The Minister of Trade and Industry, Mr. Alan Kyerematen, has urged engineers on the continent to strategically position themselves to leverage the opportunities presented by the implementation of the African Continental Free Trade Agreement (AfCFTA).

He has, therefore, outlined three major strategic areas for the engineers to develop their capabilities in order to reap the benefits of the single African market.

The strategic areas are engineering services related to production and the installation of production infrastructure, trade-related infrastructure and trade in services.

The Trade and Industry Minister outlined the strategic areas at the 7th edition of the African Engineering week in Accra yesterday.


Organised by the Ghana Institution of Engineering, the four-day event also coincides with the 5th Africa Engineering Conference.

It is in collaboration with the Federation of African Engineering Organisation, the World Federation of Engineering Organisation and United Nations Educational, Scientific and Cultural Organisation (UNESCO).

It is on the theme: “Engineering, Inter-African Trade and the Sustainable Development Goals”.

Key among the issues to be discussed include goods and services, capacity building for trade, trade integration and interconnectivity, women and young engineers in trade, Alternative Dispute Resolution and Infrastructure and Intellectual Property rights.

Mr. Kyerematen said for any country to harness the benefits of AfCFTA, they had to produce goods which could be traded or sold to other African countries, adding that “without production or value addition, there can be no AfCFTA”.

“I believe this calls for the mobilisation and deployment of engineering capacity and capabilities to support production in various strategic sectors in which African countries have comparative advantage,” Mr. Kyerematen said.


The President of the Federation of African Engineering Organisations (FAEO), Mrs. Carlien Bou-Chedid, in her remarks said in order to facilitate trade across borders, there was the need for engineers to be provided with critical infrastructure including roads, rail, air transport, and digital infrastructure among others.

She said many products benefited from engineering inputs, adding that the critical role played by engineering must be recognised and raised to levels of competence to deliver world-class products.

She noted that for far too long, the continent had depended on products and services from other continents despite the skill sets available in Africa adding: “It is high time Africa takes full advantage of the knowledge, skills and products available within it to develop the whole of Africa”.

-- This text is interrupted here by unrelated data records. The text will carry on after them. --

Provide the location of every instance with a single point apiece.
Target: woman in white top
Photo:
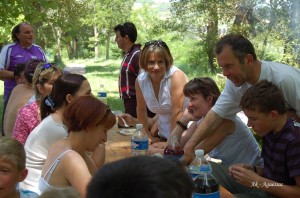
(69, 162)
(51, 129)
(159, 88)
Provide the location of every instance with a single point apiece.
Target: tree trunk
(96, 35)
(211, 37)
(295, 33)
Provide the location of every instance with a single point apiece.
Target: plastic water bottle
(173, 151)
(139, 141)
(194, 167)
(206, 184)
(102, 94)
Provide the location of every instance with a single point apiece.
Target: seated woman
(51, 129)
(28, 117)
(233, 144)
(159, 88)
(20, 95)
(68, 163)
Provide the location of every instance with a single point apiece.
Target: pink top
(27, 120)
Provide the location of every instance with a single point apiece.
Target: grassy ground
(105, 72)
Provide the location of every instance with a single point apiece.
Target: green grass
(107, 73)
(104, 72)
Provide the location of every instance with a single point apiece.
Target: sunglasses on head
(156, 42)
(47, 66)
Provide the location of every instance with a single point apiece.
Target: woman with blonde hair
(159, 88)
(29, 117)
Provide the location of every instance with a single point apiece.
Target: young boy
(12, 169)
(264, 106)
(233, 144)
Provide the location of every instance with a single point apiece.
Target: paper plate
(127, 131)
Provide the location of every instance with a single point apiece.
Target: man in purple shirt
(20, 51)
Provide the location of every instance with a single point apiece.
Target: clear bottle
(139, 141)
(206, 184)
(173, 151)
(102, 94)
(194, 167)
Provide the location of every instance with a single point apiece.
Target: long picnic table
(118, 147)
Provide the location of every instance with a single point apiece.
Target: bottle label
(194, 176)
(205, 168)
(139, 144)
(102, 94)
(209, 195)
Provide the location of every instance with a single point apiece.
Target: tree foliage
(84, 28)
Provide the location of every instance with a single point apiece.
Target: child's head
(44, 78)
(203, 94)
(12, 165)
(263, 103)
(144, 176)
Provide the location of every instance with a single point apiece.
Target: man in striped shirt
(126, 35)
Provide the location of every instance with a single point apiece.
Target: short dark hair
(86, 112)
(264, 97)
(128, 29)
(13, 151)
(204, 86)
(64, 85)
(16, 30)
(240, 46)
(141, 176)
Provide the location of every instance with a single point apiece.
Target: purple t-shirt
(13, 54)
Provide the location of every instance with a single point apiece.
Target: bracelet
(254, 167)
(181, 125)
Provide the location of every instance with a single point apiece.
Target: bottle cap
(139, 126)
(199, 152)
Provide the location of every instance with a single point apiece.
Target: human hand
(189, 155)
(243, 175)
(152, 150)
(153, 139)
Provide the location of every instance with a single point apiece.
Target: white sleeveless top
(43, 181)
(163, 106)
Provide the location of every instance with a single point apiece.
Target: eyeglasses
(156, 42)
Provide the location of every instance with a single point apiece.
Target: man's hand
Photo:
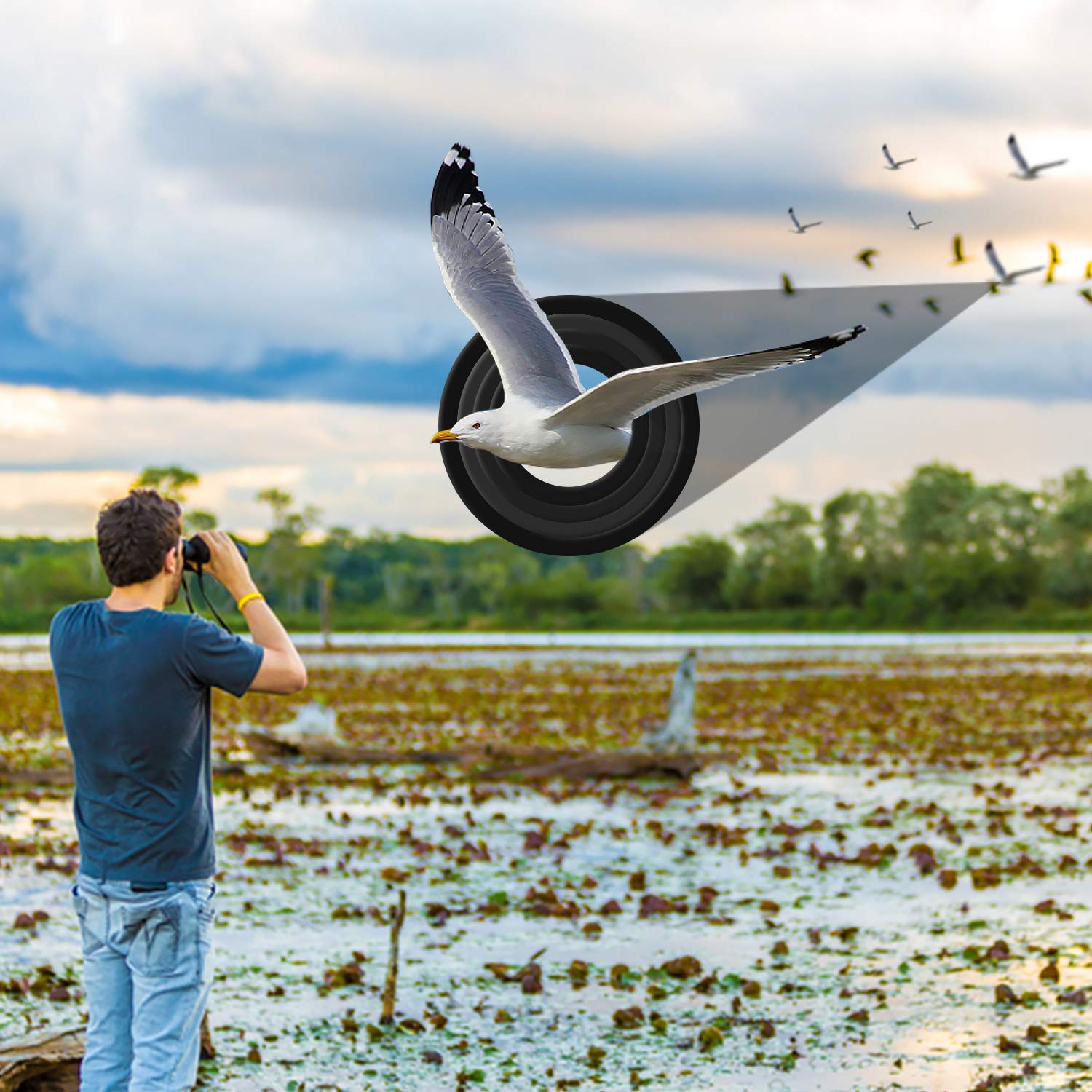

Mrs. Bou-Chedid added that although AfCFTA was a potential game changer, there was more work to be done to enable engineers to tap into its prospects.

“There will be the need to improve barriers to trade in engineering goods and services by harmonising codes and standards,” she added.

Again, she noted that the FAEO sought to develop sufficient, diverse, inclusive and a competent workforce, relevant engineering industries for Africa to engage in safe, ethical and sustainable practice.

“At FAEO, We are convinced that Africa cannot develop without engineering and we have positioned ourselves to be the organisation that drives the sustainable socio-economic development of Africa through engineering.

“To this end, we shall be working to promote and advance the science and practice of engineering for the benefit of society,” she added.


For his part, the President of the Ghana Institution of Engineering (GhIE), Rev. Prof. Charles Anum Adams, said in spite of some successes in eliminating tariffs within regional communities, the African market remained highly fragmented, a situation which had the tendency to undermine free trade within the continent.

He added that the non-tariffs and regulatory barriers increased transaction cost and limited the movement of goods and services within the continent.

“By imposing unnecessary tariffs on exporters, these barriers raise prices for consumers, undermine the predictability of the trade regime and reduce investment in the region,” he said.

He urged the government to create opportunities for all to attract young people to consider engineering as a vocation and profession.